Trucking factoring companies buy accounts receivable at a discount, meaning that trucking companies selling invoices won’t receive the full value of those invoices. The size of that discount is one of the key factors to consider when choosing a factoring company for trucking.
However, it’s rare to get an upfront price from factoring companies because they typically base their discount rates on a variety of factors:
Whether you want recourse or nonrecourse factoring.
Who your customers are.
The volume of the invoices.
Whether you want to pay a flat factoring fee (the same percentage fee for every invoice) or a tiered factoring rate (a lower fee on invoices that pay quickly and a higher fee on invoices that pay more slowly).
Whether the company also charges invoice submission fees or invoice processing fees.
For these reasons, it’s important to review the contract terms of any factoring agreement and make sure you understand the costs before you sign up.

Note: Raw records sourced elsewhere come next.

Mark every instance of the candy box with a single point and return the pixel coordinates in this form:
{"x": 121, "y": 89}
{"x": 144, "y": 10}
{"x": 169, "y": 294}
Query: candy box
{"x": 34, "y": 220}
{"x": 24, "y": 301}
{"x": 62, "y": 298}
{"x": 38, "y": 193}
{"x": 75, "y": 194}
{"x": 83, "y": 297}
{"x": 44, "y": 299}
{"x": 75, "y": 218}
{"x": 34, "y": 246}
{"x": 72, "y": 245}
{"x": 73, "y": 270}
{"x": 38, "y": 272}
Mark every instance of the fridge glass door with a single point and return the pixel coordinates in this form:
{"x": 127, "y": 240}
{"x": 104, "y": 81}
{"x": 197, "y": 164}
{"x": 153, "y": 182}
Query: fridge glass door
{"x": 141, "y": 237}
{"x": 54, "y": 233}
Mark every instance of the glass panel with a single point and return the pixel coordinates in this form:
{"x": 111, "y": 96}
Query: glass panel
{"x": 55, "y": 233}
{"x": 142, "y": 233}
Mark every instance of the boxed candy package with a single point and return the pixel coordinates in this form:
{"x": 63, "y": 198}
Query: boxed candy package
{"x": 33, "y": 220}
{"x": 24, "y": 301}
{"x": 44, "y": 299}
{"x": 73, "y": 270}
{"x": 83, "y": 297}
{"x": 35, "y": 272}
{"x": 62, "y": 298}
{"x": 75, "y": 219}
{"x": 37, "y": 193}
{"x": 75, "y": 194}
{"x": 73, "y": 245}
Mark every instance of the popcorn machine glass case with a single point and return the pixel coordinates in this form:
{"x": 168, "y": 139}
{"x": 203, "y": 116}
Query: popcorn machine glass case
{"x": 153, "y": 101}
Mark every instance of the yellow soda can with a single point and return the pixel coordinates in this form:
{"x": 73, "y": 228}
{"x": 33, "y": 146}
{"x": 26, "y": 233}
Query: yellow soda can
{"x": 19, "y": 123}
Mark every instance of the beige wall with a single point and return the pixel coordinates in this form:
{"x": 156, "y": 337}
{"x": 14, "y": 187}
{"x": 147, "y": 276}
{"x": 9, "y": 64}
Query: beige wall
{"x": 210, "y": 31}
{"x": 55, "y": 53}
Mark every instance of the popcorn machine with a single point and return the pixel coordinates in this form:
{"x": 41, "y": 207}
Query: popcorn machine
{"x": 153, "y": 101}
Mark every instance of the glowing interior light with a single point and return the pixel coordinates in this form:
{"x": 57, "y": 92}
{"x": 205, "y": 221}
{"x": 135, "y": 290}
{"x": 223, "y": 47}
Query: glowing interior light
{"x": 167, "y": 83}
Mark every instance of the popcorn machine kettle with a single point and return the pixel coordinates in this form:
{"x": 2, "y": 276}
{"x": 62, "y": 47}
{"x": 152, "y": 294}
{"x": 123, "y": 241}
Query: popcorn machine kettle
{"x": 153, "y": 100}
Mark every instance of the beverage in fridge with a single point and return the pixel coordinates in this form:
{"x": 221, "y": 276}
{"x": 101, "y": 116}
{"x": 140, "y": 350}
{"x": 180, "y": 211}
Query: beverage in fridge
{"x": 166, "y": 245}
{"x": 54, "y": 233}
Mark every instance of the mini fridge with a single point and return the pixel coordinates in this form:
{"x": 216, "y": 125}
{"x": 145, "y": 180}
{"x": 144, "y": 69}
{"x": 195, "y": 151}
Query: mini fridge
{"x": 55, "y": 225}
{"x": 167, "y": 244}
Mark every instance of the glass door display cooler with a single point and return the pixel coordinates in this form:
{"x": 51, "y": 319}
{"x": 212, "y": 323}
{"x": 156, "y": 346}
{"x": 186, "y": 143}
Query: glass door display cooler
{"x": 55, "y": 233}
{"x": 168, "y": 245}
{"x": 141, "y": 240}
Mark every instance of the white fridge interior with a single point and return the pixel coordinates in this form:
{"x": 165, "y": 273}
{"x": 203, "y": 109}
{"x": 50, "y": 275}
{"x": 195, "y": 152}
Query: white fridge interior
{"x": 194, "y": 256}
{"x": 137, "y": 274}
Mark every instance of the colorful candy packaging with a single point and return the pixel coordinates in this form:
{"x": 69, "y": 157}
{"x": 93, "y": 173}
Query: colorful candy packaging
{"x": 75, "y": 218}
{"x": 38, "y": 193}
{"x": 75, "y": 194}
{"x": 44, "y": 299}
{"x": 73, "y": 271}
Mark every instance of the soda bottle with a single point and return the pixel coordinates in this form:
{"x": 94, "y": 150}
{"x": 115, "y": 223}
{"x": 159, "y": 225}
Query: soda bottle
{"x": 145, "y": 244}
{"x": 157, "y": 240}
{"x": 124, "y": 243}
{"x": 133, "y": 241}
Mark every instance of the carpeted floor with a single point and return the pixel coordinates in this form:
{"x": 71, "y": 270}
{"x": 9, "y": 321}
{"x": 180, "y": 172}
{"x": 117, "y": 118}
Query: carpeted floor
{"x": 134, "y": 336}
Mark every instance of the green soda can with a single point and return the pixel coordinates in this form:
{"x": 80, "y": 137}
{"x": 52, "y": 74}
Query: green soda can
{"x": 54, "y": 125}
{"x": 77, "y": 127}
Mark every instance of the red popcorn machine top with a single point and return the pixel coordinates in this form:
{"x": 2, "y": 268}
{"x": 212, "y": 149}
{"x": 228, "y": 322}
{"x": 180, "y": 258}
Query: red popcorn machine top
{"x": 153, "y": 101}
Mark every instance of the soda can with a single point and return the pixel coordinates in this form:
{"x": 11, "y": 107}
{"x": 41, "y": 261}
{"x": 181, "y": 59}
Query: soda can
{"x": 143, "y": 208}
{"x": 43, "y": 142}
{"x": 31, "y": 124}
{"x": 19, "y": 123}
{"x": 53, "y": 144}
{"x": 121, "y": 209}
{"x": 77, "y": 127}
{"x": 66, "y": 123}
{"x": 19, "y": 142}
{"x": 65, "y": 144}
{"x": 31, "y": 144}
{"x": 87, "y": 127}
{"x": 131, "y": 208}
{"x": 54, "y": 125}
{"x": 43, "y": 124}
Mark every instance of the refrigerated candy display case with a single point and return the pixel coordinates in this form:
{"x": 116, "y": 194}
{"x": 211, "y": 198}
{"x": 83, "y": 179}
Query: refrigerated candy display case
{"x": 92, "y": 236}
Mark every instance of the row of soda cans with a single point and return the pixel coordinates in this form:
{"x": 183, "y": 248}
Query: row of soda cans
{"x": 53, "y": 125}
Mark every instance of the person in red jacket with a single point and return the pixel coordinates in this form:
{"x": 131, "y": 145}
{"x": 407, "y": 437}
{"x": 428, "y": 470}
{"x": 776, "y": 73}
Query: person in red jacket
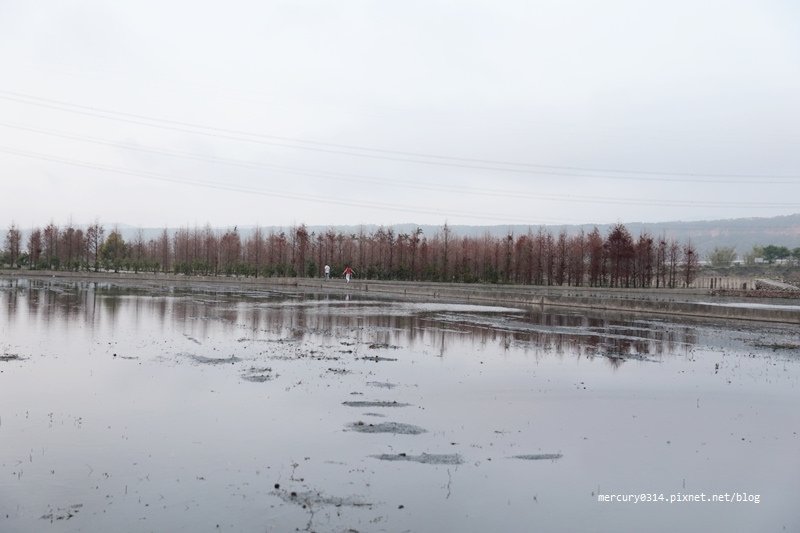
{"x": 347, "y": 273}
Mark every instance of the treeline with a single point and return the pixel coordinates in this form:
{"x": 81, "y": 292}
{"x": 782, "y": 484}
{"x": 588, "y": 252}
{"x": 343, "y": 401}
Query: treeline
{"x": 537, "y": 257}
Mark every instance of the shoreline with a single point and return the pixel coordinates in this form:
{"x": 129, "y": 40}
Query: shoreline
{"x": 689, "y": 302}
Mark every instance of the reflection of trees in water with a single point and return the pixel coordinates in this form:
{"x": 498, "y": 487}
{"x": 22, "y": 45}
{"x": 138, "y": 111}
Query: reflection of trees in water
{"x": 326, "y": 321}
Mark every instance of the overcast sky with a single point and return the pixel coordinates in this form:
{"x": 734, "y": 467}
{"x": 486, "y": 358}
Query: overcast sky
{"x": 156, "y": 113}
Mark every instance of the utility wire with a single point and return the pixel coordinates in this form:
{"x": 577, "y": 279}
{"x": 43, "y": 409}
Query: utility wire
{"x": 391, "y": 155}
{"x": 401, "y": 183}
{"x": 263, "y": 192}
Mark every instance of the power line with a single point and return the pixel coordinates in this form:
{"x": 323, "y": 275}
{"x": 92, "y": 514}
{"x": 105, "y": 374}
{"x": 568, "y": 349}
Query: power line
{"x": 263, "y": 192}
{"x": 403, "y": 183}
{"x": 391, "y": 155}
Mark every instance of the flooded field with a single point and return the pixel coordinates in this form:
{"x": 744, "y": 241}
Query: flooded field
{"x": 166, "y": 409}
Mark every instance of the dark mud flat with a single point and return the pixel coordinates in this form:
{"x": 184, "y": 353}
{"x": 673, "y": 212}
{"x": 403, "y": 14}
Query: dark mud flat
{"x": 396, "y": 428}
{"x": 539, "y": 457}
{"x": 425, "y": 458}
{"x": 358, "y": 403}
{"x": 233, "y": 416}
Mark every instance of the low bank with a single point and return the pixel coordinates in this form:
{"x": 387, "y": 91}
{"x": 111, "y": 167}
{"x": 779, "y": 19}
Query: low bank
{"x": 692, "y": 302}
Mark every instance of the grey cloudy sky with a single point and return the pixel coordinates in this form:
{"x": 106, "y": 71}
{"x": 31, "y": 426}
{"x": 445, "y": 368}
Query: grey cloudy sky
{"x": 158, "y": 113}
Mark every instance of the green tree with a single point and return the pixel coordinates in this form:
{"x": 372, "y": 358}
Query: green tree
{"x": 772, "y": 252}
{"x": 113, "y": 251}
{"x": 722, "y": 257}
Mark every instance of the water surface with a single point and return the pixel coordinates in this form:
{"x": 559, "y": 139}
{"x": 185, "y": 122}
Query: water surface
{"x": 165, "y": 409}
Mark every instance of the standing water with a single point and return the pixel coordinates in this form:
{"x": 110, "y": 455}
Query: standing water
{"x": 146, "y": 408}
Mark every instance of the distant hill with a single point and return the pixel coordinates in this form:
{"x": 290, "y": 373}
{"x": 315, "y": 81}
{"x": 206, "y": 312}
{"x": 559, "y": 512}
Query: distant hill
{"x": 740, "y": 233}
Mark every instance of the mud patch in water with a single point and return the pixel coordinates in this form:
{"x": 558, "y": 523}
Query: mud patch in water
{"x": 425, "y": 458}
{"x": 374, "y": 404}
{"x": 386, "y": 427}
{"x": 311, "y": 498}
{"x": 202, "y": 360}
{"x": 539, "y": 457}
{"x": 381, "y": 384}
{"x": 258, "y": 375}
{"x": 62, "y": 514}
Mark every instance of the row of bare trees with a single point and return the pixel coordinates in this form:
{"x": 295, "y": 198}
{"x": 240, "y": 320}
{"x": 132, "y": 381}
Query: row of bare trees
{"x": 537, "y": 257}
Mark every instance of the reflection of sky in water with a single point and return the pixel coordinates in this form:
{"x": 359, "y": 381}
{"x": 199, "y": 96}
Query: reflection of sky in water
{"x": 170, "y": 433}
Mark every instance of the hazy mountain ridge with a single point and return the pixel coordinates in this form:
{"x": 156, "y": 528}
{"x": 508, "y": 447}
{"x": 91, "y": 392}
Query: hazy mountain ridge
{"x": 740, "y": 233}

Alternatives to freight factoring
Freight factoring is just one way to borrow money quickly. These other options might be viable alternatives for your trucking business.
Business credit cards
Borrowing money using a credit card gives you the opportunity to keep 100% of what your customers pay you. Credit cards can carry various rewards, such as travel miles or cash back, and a business gas credit card may make sense for a trucking company. But be sure you can pay your credit card balances off in full, because the interest charges may be higher than what you’d pay in factoring fees.
Business line of credit
If you need access to ongoing working capital, drawing from a business line of credit might be cheaper than factoring to cover short-term costs. You’ll likely have a higher spending limit with a line of credit than with a business credit card, but there may also be higher qualification hurdles to jump in terms of credit score and financial performance.